Wir hörten von Kaiser Justitian und seiner Gattin Theodora, die Mitte des 6. Jahrhunderts vermutlich als erste in einem Stifterbild erscheinen, und von Papst Pascalis, der sich mal eben in der Apsis von Santa Prassede neben Jesus und ein paar Heilige gestellt hat. Ich musste mich sehr zusammenreißen, um nicht rumzuquietschen, denn diese Kirche hatten wir auf unserer Romreise besichtigt (18. Mai), und der Papst hat genau diesen lustigen blauen eckigen Heiligenschein, der mir damals schon aufgefallen ist (nicht an ihm). Wie toll. Dann kamen noch andere tolle Bilder und dann ein ganz tolles – bzw. ein tolles Kunstwerk, nämlich der Genter Altar von Jan van Eyck.
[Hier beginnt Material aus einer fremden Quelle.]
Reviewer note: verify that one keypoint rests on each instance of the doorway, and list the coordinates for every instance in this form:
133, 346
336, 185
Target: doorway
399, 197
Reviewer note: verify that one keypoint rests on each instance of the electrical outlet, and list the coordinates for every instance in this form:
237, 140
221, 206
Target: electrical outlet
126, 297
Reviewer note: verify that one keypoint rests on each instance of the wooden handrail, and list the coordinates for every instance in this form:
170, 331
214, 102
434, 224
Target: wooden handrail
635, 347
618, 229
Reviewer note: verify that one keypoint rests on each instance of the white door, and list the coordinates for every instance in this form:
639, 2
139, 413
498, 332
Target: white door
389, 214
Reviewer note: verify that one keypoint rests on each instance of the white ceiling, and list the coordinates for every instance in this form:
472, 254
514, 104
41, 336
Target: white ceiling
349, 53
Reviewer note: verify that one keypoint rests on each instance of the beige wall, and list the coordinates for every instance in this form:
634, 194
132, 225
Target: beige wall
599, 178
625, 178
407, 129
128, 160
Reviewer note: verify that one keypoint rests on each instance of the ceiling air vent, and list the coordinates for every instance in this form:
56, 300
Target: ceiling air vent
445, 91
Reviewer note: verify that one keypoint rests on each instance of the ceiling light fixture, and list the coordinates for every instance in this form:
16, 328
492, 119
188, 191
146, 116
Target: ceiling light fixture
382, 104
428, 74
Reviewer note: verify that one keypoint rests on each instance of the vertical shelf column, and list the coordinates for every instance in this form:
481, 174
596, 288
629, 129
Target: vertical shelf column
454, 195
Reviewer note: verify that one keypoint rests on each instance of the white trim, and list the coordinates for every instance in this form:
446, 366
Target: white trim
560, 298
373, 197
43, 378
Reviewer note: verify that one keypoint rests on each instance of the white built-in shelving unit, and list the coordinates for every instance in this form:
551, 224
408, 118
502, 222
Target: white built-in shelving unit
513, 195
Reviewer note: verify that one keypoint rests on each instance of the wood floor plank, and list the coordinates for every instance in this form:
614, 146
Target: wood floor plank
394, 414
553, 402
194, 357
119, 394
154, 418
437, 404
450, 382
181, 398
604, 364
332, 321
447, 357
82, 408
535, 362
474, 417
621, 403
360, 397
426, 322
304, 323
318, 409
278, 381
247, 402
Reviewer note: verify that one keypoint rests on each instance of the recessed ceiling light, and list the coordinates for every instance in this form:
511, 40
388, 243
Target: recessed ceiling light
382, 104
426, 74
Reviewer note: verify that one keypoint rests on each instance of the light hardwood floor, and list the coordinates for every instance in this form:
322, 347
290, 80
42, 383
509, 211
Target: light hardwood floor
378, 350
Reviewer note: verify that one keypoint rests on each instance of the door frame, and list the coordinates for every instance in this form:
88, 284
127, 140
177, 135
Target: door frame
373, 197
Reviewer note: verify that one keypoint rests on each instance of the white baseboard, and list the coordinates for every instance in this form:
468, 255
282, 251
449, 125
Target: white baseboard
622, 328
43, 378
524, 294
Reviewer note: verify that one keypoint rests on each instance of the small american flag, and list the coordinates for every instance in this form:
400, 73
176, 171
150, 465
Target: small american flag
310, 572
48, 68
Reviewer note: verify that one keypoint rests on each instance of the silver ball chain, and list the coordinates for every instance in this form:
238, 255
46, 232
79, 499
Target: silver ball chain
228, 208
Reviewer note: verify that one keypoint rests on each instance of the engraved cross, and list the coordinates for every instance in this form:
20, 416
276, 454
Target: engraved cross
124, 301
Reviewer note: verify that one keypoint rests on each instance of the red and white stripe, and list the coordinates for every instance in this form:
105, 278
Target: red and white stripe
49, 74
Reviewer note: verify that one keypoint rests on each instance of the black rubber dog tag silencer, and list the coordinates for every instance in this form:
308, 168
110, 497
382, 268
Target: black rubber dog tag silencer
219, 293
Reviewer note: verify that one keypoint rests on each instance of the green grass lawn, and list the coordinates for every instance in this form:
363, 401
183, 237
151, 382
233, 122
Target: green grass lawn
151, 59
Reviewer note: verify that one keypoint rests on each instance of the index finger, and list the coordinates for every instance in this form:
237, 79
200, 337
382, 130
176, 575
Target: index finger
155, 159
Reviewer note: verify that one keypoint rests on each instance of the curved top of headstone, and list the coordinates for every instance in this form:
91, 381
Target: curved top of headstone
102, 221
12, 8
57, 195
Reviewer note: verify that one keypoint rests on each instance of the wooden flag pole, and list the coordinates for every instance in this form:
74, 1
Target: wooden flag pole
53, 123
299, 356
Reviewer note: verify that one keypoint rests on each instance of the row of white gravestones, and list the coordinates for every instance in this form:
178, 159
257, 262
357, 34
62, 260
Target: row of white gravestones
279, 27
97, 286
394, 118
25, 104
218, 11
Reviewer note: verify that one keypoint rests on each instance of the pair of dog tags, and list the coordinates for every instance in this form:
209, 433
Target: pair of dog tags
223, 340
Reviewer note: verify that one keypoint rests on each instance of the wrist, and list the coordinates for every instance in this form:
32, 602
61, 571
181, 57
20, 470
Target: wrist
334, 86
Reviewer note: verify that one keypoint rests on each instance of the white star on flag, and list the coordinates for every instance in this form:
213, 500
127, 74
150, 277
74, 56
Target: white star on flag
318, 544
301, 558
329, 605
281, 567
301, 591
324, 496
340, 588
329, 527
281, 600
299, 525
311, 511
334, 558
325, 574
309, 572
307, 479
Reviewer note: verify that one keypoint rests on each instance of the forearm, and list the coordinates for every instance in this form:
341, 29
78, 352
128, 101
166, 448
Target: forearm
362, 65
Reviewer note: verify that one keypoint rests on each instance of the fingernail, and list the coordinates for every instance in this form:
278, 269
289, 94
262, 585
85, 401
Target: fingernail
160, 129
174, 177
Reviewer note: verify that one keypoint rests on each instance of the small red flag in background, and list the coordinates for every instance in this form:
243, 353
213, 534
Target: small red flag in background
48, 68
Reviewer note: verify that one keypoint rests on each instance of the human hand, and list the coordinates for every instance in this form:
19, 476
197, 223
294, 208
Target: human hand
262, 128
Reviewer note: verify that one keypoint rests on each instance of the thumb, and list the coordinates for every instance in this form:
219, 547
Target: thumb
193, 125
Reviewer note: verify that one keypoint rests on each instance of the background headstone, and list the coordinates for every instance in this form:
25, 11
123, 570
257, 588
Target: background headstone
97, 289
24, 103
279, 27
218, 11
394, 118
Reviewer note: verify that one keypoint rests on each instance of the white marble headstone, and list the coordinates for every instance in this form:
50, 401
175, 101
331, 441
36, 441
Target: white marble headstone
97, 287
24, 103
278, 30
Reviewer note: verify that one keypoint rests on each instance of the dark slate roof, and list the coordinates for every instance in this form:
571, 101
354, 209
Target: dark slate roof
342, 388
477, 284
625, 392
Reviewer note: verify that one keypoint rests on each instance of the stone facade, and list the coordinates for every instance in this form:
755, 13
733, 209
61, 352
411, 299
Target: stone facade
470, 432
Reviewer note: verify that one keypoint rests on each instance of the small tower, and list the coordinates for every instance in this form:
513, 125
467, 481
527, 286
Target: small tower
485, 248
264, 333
Der wurde von Jodocus Vijd und seiner Gattin gestiftet bzw. die beiden sind unter anderem zu sehen, und zwar knien sie neben zwei Heiligen. Das Besondere: Die Heiligen sind als Skulptur dargestellt, was van Eycks sehr früher Beitrag zum Paragone ist, dem Wettstreit, ob Bildhauerei oder Malerei nun die tollere Kunst sei. Wenn ich mich richtig erinnere, sind beide gleich toll, aber jetzt beim Aufschreiben bin ich mir nicht mehr sicher. Egal. Toller Altar.

Beim Stichwort „Paragone“ höre ich sofort die Stimme unsere Dozentin, die glaubt, wir seien alle im 8. Semester, denn sie sagt ständig „Kennen Sie ja, wissen Sie ja alles“, und wir gucken verstohlen um ums rum und schütteln vorsichtig die Köpfchen.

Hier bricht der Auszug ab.